Using the BERT Network to Implement Intelligent Poem Writing

Linux Ascend Model Training Inference Application Expert

Poetry is an indispensable part of the five-millennium-old Chinese culture. When appreciating poetry, you can perceive the pure and vast world with ultimate sensibility and reduce stress and anxiety brought by the fast-paced world. As we know, one has to practice a skill a lot to become good at it. Today, let’s see how the science-backed MindSpore trains a model to show its sense of arts!

Case Overview

Use MindSpore to train an intelligent poem writing model and deploy the prediction service. The following flowchart shows the process:

introduce image

Figure 1: Case flowchart

The following skips the process of pre-training BERT and directly describes the process of fine-tuning a pre-trained BERT-base model of MindSpore.

In addition, the following shows how to deploy the model as a prediction service through MindSpore Serving. The client code can send a request to the prediction service and obtain the prediction result.

Model Description

NLP-related networks are required to deal with poems. BERT, as a milestone model in the NLP domain, greatly promotes the development of the NLP community. The BERT model is proposed by Google and uses the Encoder structure in Transformer. It stacks multiple layers of Encoders and uses the attention mechanism to achieve the state of the art (SOTA) effect in multiple general language understanding evaluation (GLUE) tasks.

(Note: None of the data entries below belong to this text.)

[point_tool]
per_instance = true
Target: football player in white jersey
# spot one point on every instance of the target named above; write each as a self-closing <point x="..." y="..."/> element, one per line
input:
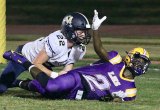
<point x="60" y="48"/>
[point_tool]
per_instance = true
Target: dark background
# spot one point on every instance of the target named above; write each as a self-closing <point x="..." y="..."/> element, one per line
<point x="51" y="12"/>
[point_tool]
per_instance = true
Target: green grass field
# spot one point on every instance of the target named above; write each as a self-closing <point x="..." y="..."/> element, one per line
<point x="148" y="85"/>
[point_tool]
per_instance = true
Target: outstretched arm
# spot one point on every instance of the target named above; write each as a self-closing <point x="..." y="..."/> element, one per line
<point x="98" y="47"/>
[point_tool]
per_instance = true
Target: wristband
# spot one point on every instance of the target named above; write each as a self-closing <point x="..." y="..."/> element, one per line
<point x="54" y="75"/>
<point x="29" y="69"/>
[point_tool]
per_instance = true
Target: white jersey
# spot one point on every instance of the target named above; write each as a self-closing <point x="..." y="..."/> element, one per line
<point x="56" y="48"/>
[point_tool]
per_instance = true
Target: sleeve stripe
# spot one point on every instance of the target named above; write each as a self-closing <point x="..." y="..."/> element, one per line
<point x="116" y="59"/>
<point x="131" y="92"/>
<point x="50" y="47"/>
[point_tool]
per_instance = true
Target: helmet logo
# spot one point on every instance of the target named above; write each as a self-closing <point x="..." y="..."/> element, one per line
<point x="68" y="20"/>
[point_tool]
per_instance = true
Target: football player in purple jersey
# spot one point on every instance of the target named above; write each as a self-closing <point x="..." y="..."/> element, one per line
<point x="110" y="78"/>
<point x="63" y="47"/>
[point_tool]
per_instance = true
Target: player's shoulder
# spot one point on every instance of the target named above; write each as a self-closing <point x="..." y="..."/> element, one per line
<point x="57" y="35"/>
<point x="80" y="48"/>
<point x="114" y="57"/>
<point x="56" y="38"/>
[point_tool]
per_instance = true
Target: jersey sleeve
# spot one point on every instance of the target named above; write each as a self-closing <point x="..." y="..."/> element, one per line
<point x="114" y="57"/>
<point x="51" y="45"/>
<point x="77" y="53"/>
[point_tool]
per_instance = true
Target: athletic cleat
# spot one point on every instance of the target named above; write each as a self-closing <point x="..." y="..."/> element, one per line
<point x="14" y="56"/>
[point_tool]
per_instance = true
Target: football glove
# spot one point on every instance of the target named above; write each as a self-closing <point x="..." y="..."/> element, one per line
<point x="14" y="56"/>
<point x="96" y="22"/>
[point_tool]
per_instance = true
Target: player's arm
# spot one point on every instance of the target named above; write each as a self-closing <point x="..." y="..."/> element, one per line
<point x="66" y="69"/>
<point x="41" y="58"/>
<point x="99" y="49"/>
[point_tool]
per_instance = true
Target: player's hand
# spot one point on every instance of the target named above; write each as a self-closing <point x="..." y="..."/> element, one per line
<point x="96" y="22"/>
<point x="62" y="72"/>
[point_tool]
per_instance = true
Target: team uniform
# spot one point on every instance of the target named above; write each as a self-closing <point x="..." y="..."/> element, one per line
<point x="93" y="82"/>
<point x="56" y="48"/>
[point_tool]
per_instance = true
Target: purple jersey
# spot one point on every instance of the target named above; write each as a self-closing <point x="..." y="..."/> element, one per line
<point x="92" y="82"/>
<point x="106" y="79"/>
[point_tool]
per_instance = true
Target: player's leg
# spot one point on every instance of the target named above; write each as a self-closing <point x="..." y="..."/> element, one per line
<point x="54" y="88"/>
<point x="10" y="73"/>
<point x="61" y="86"/>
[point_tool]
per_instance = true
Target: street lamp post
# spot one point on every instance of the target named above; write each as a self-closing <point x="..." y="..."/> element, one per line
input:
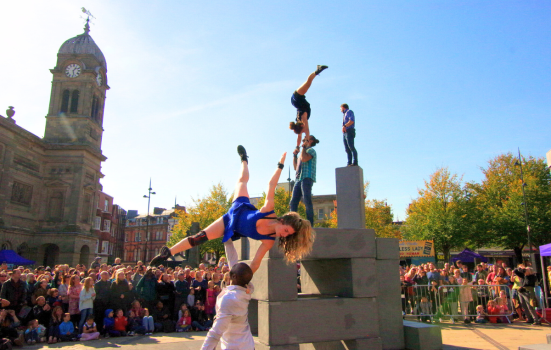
<point x="525" y="205"/>
<point x="148" y="196"/>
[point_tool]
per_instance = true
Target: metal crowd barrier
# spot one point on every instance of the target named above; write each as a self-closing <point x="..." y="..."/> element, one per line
<point x="456" y="302"/>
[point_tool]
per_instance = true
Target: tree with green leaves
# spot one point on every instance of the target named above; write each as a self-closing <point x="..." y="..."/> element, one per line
<point x="204" y="211"/>
<point x="442" y="213"/>
<point x="500" y="202"/>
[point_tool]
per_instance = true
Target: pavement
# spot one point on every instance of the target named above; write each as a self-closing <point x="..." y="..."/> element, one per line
<point x="454" y="336"/>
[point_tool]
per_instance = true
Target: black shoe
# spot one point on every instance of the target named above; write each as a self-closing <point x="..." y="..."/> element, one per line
<point x="156" y="261"/>
<point x="321" y="69"/>
<point x="165" y="252"/>
<point x="242" y="153"/>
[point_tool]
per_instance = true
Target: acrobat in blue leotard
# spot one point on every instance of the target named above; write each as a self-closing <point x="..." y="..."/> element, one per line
<point x="240" y="221"/>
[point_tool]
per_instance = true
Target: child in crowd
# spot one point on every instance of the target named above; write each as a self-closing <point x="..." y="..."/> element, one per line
<point x="53" y="298"/>
<point x="67" y="329"/>
<point x="210" y="301"/>
<point x="53" y="327"/>
<point x="183" y="308"/>
<point x="424" y="307"/>
<point x="501" y="304"/>
<point x="465" y="298"/>
<point x="119" y="329"/>
<point x="191" y="297"/>
<point x="42" y="312"/>
<point x="89" y="330"/>
<point x="481" y="315"/>
<point x="108" y="323"/>
<point x="135" y="323"/>
<point x="184" y="323"/>
<point x="493" y="310"/>
<point x="31" y="333"/>
<point x="147" y="322"/>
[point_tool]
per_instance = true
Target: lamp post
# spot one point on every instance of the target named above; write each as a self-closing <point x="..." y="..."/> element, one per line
<point x="519" y="164"/>
<point x="148" y="196"/>
<point x="289" y="179"/>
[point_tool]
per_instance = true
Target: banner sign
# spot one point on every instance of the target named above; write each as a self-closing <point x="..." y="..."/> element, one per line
<point x="416" y="248"/>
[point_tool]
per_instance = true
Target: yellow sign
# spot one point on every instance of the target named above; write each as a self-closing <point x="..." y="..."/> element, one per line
<point x="416" y="249"/>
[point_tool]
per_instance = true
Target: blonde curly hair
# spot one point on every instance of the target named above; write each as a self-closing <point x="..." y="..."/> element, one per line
<point x="299" y="244"/>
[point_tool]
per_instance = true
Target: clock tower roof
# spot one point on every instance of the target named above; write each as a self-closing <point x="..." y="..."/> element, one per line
<point x="83" y="44"/>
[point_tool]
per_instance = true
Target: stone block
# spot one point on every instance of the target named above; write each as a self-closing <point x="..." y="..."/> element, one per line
<point x="388" y="249"/>
<point x="390" y="304"/>
<point x="350" y="278"/>
<point x="350" y="197"/>
<point x="365" y="343"/>
<point x="314" y="320"/>
<point x="535" y="347"/>
<point x="421" y="336"/>
<point x="334" y="243"/>
<point x="275" y="280"/>
<point x="261" y="346"/>
<point x="253" y="316"/>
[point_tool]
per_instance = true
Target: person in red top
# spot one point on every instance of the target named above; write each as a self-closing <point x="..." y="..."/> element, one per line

This attention mechanism is different from the RNN structure and can be used for high-level parallel computing. In this way, the computing power of the Ascend 910 AI Processor can be fully utilized to achieve optimal performance.

Model Training

There are two steps: pre-training and fine-tuning. Pre-training is first performed on a large amount of unlabeled data. It is expected that the model can master a common human language semantic mechanism through this process. Then, in the fine-tuning phase, training is performed on labeled data in a specific segmented domain to complete a specific task.

Pre-training

Pre-training is self-coding training performed on unlabeled data. Therefore, the design of training tasks is especially important. Pre-training in BERT includes two tasks: masked language model (MLM) and next sentence prediction (NSP).

The MLM task randomly replaces some tokens with the [MASK] labels during input, and then predicts the original tokens based on the context through the attention mechanism.
The input of a BERT model is two sentences: A and B. When data is built, positions of A and B are randomly exchanged at a 50% probability. The NSP task is used to predict whether A and B are originally connected.

Since the MLM task does not exist in the actual task, a pre-training NSP task that better matches the actual task type is added based on the MLM task.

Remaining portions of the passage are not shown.